The Ingestor and the Harmoniser are two key components of the BIGG project technical architecture. Their role is to collect and make comparable data from different sources over internal BIGG standard data model.
In the BIGG project they are designed to be:
- Efficient: engaging as less computational resources as possible.
- Scalable and elastic: allowing more instances to run in the system on different nodes to (possibly linearly) increase the throughput; making easy to add, remove or move instances across the system.
- Robust: coping with errors and with erroneous inputs without compromising the operation of the system.
The Ingestor is responsible to receive inbound transmissions of building data (energy consumption or production, occupancy, energy efficiency measures, etc.) to route this data internally in the system.
In the BIGG project Ingestors are designed with the following characteristics:
- Unsolicited: actively discovering and querying devices to ingest data through configurable task
- Solicited: passively waiting for external incoming API calls to ingest data
- Responsive: responding in a timely manner
- Generic and durable: managing incoming transmission in generic way, without claiming to understand what’s the nature or the content of the transmission
Due to all the different source protocols and formats (API’s, files, emails, other ESB, databases, etc.), the ingestion services are the frontend of the system designed and implemented to collect data in a generic and agnostic way. The content of the message is not manipulated but enriched with a set of metadata describing its origin, protocol, format, incoming timestamp, etc. Once this enriched message on the appropriate message broker’s topic is produced, the “adapter” component will consume it and will save it as is in the data lake repository.

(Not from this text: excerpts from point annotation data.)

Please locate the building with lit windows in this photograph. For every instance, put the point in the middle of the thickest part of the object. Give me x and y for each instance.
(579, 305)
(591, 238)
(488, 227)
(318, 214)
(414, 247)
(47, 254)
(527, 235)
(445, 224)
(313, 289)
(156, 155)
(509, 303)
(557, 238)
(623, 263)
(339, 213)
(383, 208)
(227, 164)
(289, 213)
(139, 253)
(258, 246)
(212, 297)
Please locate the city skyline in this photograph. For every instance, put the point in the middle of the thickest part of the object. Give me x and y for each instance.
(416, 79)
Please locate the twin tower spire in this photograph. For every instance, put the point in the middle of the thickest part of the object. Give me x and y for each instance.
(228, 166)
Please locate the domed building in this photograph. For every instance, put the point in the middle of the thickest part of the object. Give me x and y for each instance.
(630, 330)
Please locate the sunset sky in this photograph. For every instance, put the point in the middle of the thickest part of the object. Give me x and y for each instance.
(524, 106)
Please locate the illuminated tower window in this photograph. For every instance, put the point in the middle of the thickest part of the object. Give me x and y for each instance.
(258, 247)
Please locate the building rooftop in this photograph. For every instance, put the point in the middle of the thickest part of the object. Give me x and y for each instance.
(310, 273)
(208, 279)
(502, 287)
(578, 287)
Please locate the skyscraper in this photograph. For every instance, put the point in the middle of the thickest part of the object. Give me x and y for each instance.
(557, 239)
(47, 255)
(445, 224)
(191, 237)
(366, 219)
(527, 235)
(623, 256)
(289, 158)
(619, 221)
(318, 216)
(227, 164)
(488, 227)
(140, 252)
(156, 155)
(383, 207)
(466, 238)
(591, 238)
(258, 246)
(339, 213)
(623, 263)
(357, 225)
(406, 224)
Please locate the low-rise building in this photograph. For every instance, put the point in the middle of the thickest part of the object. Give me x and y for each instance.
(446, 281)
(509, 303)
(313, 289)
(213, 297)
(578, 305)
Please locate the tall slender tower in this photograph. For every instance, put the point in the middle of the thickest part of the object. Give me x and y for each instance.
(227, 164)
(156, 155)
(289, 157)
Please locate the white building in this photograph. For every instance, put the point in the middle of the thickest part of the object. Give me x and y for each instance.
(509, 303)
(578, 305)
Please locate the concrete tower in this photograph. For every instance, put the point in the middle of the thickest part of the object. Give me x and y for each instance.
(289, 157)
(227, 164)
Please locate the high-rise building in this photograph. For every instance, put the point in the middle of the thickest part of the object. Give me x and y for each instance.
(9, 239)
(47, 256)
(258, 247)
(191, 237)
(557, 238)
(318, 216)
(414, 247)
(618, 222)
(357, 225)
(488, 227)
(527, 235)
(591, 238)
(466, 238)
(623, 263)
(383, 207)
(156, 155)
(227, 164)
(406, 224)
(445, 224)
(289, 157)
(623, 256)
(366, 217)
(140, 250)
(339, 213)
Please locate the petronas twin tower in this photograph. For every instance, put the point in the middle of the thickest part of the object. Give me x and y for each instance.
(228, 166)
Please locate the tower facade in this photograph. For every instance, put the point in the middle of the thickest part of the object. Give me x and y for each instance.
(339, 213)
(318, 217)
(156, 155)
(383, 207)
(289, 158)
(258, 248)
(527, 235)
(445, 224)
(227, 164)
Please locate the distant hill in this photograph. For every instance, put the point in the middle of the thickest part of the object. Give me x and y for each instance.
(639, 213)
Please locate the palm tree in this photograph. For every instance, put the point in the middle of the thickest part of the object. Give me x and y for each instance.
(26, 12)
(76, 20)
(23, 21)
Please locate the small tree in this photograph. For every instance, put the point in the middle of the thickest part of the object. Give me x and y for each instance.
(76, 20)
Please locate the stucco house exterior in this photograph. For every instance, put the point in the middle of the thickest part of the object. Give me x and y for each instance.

The Harmoniser operate in the system as a microservice based on the “Processor” pattern. It is responsible for translating all incoming messages to a common message format so that any other component of the system can benefit of any data message in a fast and standardized way.
In the BIGG project Harmonisers are designed with the following characteristics:
- Responsive: minimizing the latency from the incoming message to the time the message has being stored and handled by the system.
- Maintainable and extensible: allowing to respond quickly to the market that asks for new formats of data message to be supported by the system.
The raw messages ingested and stored into the datalake will have different contents expressed in different formats: XML, JSON, CSV, Base64, plain test, etc. The Harmoniser component has the specific and very important role to translate all these different message formats into a standardized model so that all the subsequent services in the flow will be able to handle their different contents using a “common language” expressed in RDF for the static informations (buildings, catastrial data, devices, etc.) and in JSON-LD for the dynamic informations like the timeseries.
Today Ingestors and Harmonisers are actively used in BIGG use cases to feed the AI toolbox with BIGG harmonized data.